Sommer F T, Wennekers T
University of Ulm, Department of Neural Information Processing, Germany.
Neural Netw. 2001 Jul-Sep;14(6-7):825-34. doi: 10.1016/s0893-6080(01)00064-8.
Here, we develop and investigate a computational model of a network of cortical neurons on the base of biophysically well constrained and tested two-compartmental neurons developed by Pinsky and Rinzel [Pinsky, P. F., & Rinzel, J. (1994). Intrinsic and network rhythmogenesis in a reduced Traub model for CA3 neurons. Journal of Computational Neuroscience, 1, 39-60]. To study associative memory, we connect a pool of cells by a structured connectivity matrix. The connection weights are shaped by simple Hebbian coincidence learning using a set of spatially sparse patterns. We study the neuronal activity processes following an external stimulation of a stored memory. In two series of simulation experiments, we explore the effect of different classes of external input, tonic and flashed stimulation. With tonic stimulation, the addressed memory is an attractor of the network dynamics. The memory is displayed rhythmically, coded by phase-locked bursts or regular spikes. The participating neurons have rhythmic activity in the gamma-frequency range (30-80 Hz). If the input is switched from one memory to another, the network activity can follow this change within one or two gamma cycles. Unlike similar models in the literature, we studied the range of high memory capacity (in the order of 0.1 bit/synapse), comparable to optimally tuned formal associative networks. We explored the robustness of efficient retrieval varying the memory load, the excitation/inhibition parameters, and background activity. A stimulation pulse applied to the identical simulation network can push away ongoing network activity and trigger a phase-locked association event within one gamma period. Unlike as under tonic stimulation, the memories are not attractors. After one association process, the network activity moves to other states. Applying in close succession pulses addressing different memories, one can switch through the space of memory patterns. The readout speed can be increased up to the point where in every gamma cycle another pattern is displayed. With pulsed stimulation. bursts become relevant for coding, their occurrence can be used to discriminate relevant processes from background activity.

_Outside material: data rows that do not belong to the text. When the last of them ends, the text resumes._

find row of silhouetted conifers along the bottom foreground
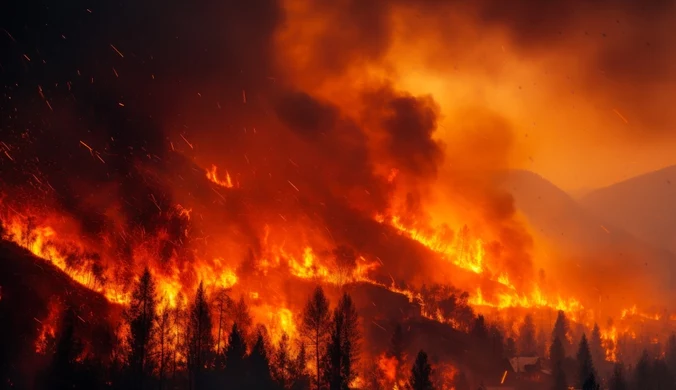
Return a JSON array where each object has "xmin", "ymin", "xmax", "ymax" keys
[{"xmin": 30, "ymin": 270, "xmax": 676, "ymax": 390}]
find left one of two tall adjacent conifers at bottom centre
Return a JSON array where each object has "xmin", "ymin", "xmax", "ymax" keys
[{"xmin": 302, "ymin": 286, "xmax": 330, "ymax": 389}]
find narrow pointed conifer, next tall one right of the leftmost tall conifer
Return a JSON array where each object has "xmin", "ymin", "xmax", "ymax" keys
[{"xmin": 188, "ymin": 282, "xmax": 214, "ymax": 390}]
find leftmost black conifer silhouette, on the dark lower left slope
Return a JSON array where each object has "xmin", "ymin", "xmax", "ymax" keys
[{"xmin": 46, "ymin": 308, "xmax": 82, "ymax": 390}]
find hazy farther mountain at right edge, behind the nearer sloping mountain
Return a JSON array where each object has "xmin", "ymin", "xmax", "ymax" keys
[{"xmin": 580, "ymin": 166, "xmax": 676, "ymax": 253}]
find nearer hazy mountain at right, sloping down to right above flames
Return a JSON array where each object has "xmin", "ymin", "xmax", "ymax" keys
[{"xmin": 502, "ymin": 170, "xmax": 676, "ymax": 310}]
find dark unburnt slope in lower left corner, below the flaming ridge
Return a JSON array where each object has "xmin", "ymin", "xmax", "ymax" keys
[{"xmin": 0, "ymin": 240, "xmax": 119, "ymax": 388}]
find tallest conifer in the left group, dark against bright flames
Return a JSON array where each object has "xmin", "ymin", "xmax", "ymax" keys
[{"xmin": 125, "ymin": 268, "xmax": 157, "ymax": 389}]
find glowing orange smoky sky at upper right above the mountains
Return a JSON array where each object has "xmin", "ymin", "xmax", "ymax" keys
[{"xmin": 277, "ymin": 0, "xmax": 676, "ymax": 193}]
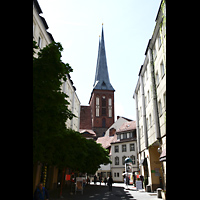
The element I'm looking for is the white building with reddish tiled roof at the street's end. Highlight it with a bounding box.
[111,121,138,182]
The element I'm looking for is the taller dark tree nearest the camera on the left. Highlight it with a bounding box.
[33,42,75,163]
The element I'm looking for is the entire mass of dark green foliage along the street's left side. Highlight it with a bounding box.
[33,42,110,174]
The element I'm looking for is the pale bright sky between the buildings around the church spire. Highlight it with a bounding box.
[38,0,161,120]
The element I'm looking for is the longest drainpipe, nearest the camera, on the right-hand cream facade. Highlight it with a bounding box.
[148,48,161,141]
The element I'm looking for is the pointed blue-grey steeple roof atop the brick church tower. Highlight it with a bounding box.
[93,24,115,91]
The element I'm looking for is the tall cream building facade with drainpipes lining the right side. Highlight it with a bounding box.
[133,1,166,191]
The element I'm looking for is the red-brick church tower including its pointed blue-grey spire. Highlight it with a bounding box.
[89,24,115,137]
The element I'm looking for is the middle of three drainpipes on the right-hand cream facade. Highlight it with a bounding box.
[140,75,148,149]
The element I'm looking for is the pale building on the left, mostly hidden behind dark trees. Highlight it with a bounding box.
[33,0,80,192]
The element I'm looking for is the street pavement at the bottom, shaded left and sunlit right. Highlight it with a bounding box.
[49,183,162,200]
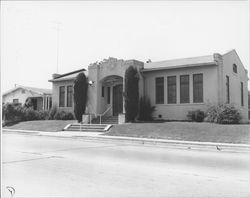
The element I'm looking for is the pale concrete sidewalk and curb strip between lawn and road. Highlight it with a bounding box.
[3,129,250,153]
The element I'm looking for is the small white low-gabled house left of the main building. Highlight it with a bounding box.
[2,86,52,110]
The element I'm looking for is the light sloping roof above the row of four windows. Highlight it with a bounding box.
[144,55,216,70]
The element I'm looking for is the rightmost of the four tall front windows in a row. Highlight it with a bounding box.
[193,74,203,103]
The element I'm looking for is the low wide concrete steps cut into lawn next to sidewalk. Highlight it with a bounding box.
[63,123,112,132]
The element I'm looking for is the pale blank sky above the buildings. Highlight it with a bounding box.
[1,1,250,92]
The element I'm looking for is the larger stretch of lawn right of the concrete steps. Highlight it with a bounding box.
[105,122,250,144]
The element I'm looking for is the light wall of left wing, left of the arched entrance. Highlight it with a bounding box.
[52,80,74,112]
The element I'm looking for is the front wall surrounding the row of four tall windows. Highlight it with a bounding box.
[143,65,218,120]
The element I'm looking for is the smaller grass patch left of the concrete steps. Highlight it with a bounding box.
[4,120,76,132]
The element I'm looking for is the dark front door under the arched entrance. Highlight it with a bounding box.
[113,85,123,116]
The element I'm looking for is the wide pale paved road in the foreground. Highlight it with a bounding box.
[2,133,250,198]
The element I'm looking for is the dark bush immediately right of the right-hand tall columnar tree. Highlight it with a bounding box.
[138,97,155,121]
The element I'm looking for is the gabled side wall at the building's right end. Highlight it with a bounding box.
[222,50,248,122]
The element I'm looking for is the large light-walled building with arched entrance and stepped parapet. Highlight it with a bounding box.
[50,50,248,121]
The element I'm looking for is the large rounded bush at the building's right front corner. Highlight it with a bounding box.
[205,104,241,124]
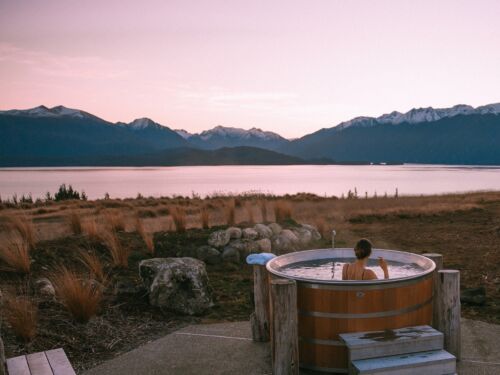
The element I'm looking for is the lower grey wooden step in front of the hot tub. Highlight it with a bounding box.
[351,350,456,375]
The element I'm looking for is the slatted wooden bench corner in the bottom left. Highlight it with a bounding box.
[7,348,76,375]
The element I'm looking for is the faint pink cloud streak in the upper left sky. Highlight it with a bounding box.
[0,42,129,79]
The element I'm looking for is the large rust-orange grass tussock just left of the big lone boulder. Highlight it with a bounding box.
[49,266,104,323]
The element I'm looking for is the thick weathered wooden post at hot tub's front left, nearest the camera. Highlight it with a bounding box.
[271,279,299,375]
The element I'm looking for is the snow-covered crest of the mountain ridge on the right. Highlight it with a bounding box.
[334,103,500,130]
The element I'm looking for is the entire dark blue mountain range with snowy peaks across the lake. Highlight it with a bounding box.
[0,103,500,166]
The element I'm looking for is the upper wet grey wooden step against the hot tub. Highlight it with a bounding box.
[340,326,443,361]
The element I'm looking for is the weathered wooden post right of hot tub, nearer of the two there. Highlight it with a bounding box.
[436,270,461,360]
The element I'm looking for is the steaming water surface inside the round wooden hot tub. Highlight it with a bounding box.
[279,258,424,280]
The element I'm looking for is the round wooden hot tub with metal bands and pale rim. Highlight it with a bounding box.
[267,249,435,373]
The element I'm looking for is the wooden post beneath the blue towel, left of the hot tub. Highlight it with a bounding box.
[250,265,270,342]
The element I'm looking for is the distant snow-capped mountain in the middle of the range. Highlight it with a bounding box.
[176,126,289,150]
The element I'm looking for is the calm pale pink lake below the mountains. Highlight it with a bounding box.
[0,165,500,199]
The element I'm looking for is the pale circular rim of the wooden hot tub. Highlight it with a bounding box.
[266,248,436,289]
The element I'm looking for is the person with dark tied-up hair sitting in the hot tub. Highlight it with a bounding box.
[342,238,389,280]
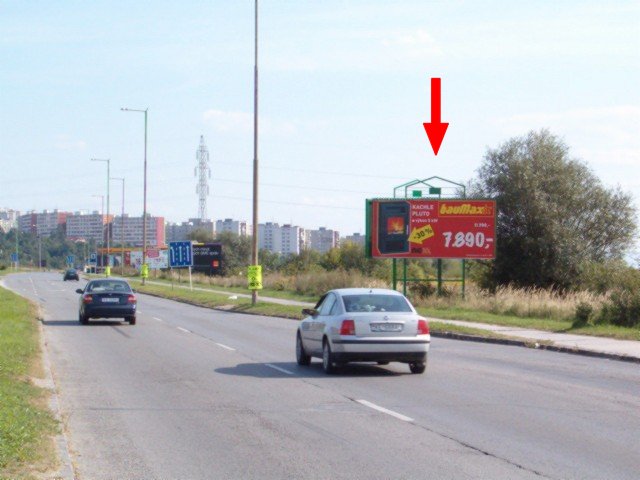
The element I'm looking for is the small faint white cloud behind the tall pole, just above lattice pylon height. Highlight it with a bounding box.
[202,109,296,136]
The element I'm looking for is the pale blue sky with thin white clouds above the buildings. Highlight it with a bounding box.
[0,0,640,255]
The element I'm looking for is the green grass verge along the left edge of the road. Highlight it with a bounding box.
[0,288,57,478]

在此,我们基于平斯基和林泽尔[平斯基,P.F.,&林泽尔,J.(1994年)。简化的CA3神经元特劳布模型中的内在和网络节律发生。《计算神经科学杂志》,1,39 - 60]开发并研究了一种皮质神经元网络的计算模型。为了研究联想记忆,我们通过结构化连接矩阵连接一组细胞。连接权重通过使用一组空间稀疏模式的简单赫布同步学习来塑造。我们研究了存储记忆受到外部刺激后的神经元活动过程。在两组模拟实验中,我们探讨了不同类型外部输入(持续刺激和闪光刺激)的影响。在持续刺激下,被寻址的记忆是网络动力学的一个吸引子。记忆以节律性方式显示,由锁相脉冲串或规则尖峰编码。参与的神经元在伽马频率范围(30 - 80赫兹)内有节律性活动。如果输入从一个记忆切换到另一个记忆,网络活动可以在一两个伽马周期内跟随这种变化。与文献中的类似模型不同,我们研究了高记忆容量范围(约0.1比特/突触),这与最优调谐的形式联想网络相当。我们通过改变记忆负载、兴奋/抑制参数和背景活动来探索有效检索的鲁棒性。施加到相同模拟网络的一个刺激脉冲可以推开正在进行的网络活动,并在一个伽马周期内触发一个锁相关联事件。与持续刺激下不同,记忆不是吸引子。经过一次关联过程后,网络活动会转移到其他状态。连续施加寻址不同记忆的脉冲,可以在记忆模式空间中切换。读出速度可以提高到在每个伽马周期显示另一个模式的程度。在脉冲刺激下,脉冲串对于编码变得相关,它们的出现可用于从背景活动中区分相关过程。